In 1485 a frightful fire - produced by a tent that licked the candles left lit on the altar of the Chapter Hall - destroyed the school. Although there was very little of the building, the passion and affection towards the religious association was so great that within a few months the reconstruction was established. The author of this first phase was Pietro Lombardo who, thanks to specialized stonemasons, gave life to a highly articulated façade in which the play of friezes, trabeations, doubling of columns, the prospective breakthrough in which the windows are inserted and the use classic of polychrome marble, contributes to create a vision of strong impact. However, it will not be the Lombards who will finish the work: on the threshold of 1500, in concomitance with the redesign of the internal staircase, Mauro Codussi was called to complete the upper crowning of the façade.
The confreres also decided to leave out the great Sala Capitolare to dedicate every resource to the Sala dell'Albergo where they presented a cycle of six paintings representing the following episodes of the life of San Marco: Preaching of San Marco and The martyrdom of San Marco di Giovanni Bellini, Aniano's Healing and Aniano's Baptism by Giovanni Mansueti, The Fisherman delivers the ring to the Doge by Paris Bordon, The saints Marco, Giorgio and Nicola save Venice from the storm by Jacopo Palma il Vecchio.

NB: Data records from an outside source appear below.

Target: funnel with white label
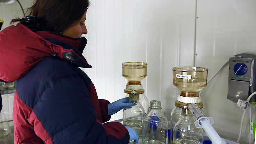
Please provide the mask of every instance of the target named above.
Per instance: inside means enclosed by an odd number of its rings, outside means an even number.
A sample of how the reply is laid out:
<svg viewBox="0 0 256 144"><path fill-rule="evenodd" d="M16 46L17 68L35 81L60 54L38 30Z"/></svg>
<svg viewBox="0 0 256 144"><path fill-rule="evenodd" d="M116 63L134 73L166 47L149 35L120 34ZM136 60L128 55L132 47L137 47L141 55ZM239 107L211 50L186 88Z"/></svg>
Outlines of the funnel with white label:
<svg viewBox="0 0 256 144"><path fill-rule="evenodd" d="M189 103L196 103L199 108L203 104L198 95L198 92L206 86L208 69L195 67L177 67L172 68L173 85L180 93L176 106L188 109Z"/></svg>

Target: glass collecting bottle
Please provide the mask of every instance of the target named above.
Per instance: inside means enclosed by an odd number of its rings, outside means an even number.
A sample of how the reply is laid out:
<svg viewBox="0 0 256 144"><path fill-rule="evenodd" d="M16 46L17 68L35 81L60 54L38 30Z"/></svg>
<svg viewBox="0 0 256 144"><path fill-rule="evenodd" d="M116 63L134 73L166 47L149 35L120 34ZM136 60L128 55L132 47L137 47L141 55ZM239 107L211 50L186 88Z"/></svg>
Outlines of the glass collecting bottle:
<svg viewBox="0 0 256 144"><path fill-rule="evenodd" d="M150 105L149 111L142 121L142 143L167 143L168 121L161 111L161 102L151 100Z"/></svg>
<svg viewBox="0 0 256 144"><path fill-rule="evenodd" d="M173 129L173 143L203 143L203 129L196 127L195 118L188 109L182 109L182 117Z"/></svg>
<svg viewBox="0 0 256 144"><path fill-rule="evenodd" d="M176 123L179 121L181 117L181 108L175 106L172 111L171 114L171 136L170 140L169 140L171 143L172 143L172 140L173 134L174 134L173 129L175 126Z"/></svg>
<svg viewBox="0 0 256 144"><path fill-rule="evenodd" d="M126 94L125 97L129 97L129 94ZM148 113L149 107L149 101L148 101L148 99L147 98L145 93L140 94L139 98L140 103L141 104L143 108L144 108L145 112Z"/></svg>
<svg viewBox="0 0 256 144"><path fill-rule="evenodd" d="M140 102L139 94L129 94L129 102L132 105L124 109L124 125L133 129L140 138L142 135L142 120L146 115L144 108Z"/></svg>

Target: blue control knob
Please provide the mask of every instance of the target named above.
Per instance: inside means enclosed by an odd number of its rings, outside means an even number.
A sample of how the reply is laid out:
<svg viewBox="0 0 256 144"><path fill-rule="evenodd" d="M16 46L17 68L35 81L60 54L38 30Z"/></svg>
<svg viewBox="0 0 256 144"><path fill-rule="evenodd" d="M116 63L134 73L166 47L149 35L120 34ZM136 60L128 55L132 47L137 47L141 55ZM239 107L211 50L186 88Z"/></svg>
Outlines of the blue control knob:
<svg viewBox="0 0 256 144"><path fill-rule="evenodd" d="M235 74L242 76L247 72L247 67L244 63L237 63L234 66L234 70Z"/></svg>

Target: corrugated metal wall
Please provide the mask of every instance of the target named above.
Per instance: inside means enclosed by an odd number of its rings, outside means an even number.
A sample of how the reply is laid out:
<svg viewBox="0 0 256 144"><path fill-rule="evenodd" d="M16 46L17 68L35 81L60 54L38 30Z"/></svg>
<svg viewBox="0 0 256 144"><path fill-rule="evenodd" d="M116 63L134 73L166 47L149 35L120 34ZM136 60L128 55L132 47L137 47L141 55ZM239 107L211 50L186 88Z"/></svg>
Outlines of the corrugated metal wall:
<svg viewBox="0 0 256 144"><path fill-rule="evenodd" d="M21 1L26 8L32 1ZM127 81L122 76L122 62L148 63L148 75L142 80L146 95L149 100L161 100L169 116L179 92L172 84L172 68L208 68L209 79L229 57L255 51L256 2L253 0L90 2L85 21L88 33L84 36L88 41L83 54L93 68L83 69L94 84L99 98L110 102L125 95ZM20 10L17 2L0 5L4 28ZM218 133L235 141L243 112L227 100L228 72L226 66L201 97L204 110L214 120L213 126ZM11 105L11 101L4 105ZM248 115L242 143L248 141ZM122 118L120 111L111 120Z"/></svg>

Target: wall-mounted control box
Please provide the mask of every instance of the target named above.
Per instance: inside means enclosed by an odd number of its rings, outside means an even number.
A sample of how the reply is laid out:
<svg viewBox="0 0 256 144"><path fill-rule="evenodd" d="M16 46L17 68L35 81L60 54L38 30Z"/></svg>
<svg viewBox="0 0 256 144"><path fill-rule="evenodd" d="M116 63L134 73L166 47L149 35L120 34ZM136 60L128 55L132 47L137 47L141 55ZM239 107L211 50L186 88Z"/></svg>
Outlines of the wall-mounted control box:
<svg viewBox="0 0 256 144"><path fill-rule="evenodd" d="M256 91L256 53L244 53L230 58L227 99L237 102L247 100ZM250 102L255 101L253 97Z"/></svg>

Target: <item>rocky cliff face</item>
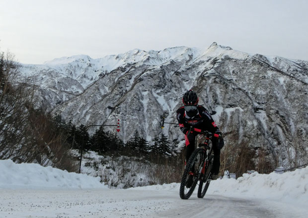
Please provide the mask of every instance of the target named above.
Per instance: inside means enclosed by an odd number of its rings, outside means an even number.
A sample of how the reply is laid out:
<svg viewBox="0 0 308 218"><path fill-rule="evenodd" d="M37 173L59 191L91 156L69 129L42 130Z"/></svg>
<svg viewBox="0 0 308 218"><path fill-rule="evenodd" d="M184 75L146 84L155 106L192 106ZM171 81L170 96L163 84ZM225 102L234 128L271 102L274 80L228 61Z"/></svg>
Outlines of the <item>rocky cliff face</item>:
<svg viewBox="0 0 308 218"><path fill-rule="evenodd" d="M204 50L62 58L23 65L22 72L20 79L39 87L39 105L77 125L113 125L119 118L125 141L136 129L150 142L161 131L183 140L178 128L170 125L162 130L160 121L164 116L166 122L176 122L182 96L192 88L200 104L217 112L213 118L227 145L265 148L277 161L297 155L290 147L307 152L308 62L253 55L214 43Z"/></svg>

This pictorial cycle contributed so much to the fame of the School that it crossed the borders of the Serenissima, attracting scholars here from all over Europe until, in 1797, the French and the Austrians forever compromised the integrity of the great cycle of paintings.
Unfortunately, even the staircase did not reach us: in 1819, in fact, during the works of adaptation of the building to the new hospital functions - which is still going on - it was demolished (even though the overall idea probably did not have to be much dissimilar from the one made at S. Giovanni Evangelista).
The hospital activity continued during the nineteenth and twentieth century, arriving until today. But on 20 November 2013, after a long and detailed restoration, the halls of the Scuola Grande di San Marco finally reopened their closed doors for almost two centuries to citizenship and the general public.
How to reach the Scuola Grande di San Marco
The Scuola Grande di San Marco is located in Castello in Campo San Giovanni e Paolo next to the famous basilica of the same name. The nearest waterbus stop is Fondamente Nove.
Then walk the Fondamenta with the lagoon on the left until you make a bridge where the Fondamenta dei Mendicanti starts on the right. At the end of this is Campo Santi Giovanni e Paolo where there is the entrance to the Scuola Grande di San Marco.
Hours: Tuesday to Saturday and the first Sunday of the month from 9.30 to 17.30.
Tickets: full € 8, students under 26 € 6, school students € 3. Free for under 12 children accompanied by adults, handicapped persons, licensed tour guides, ICOM members.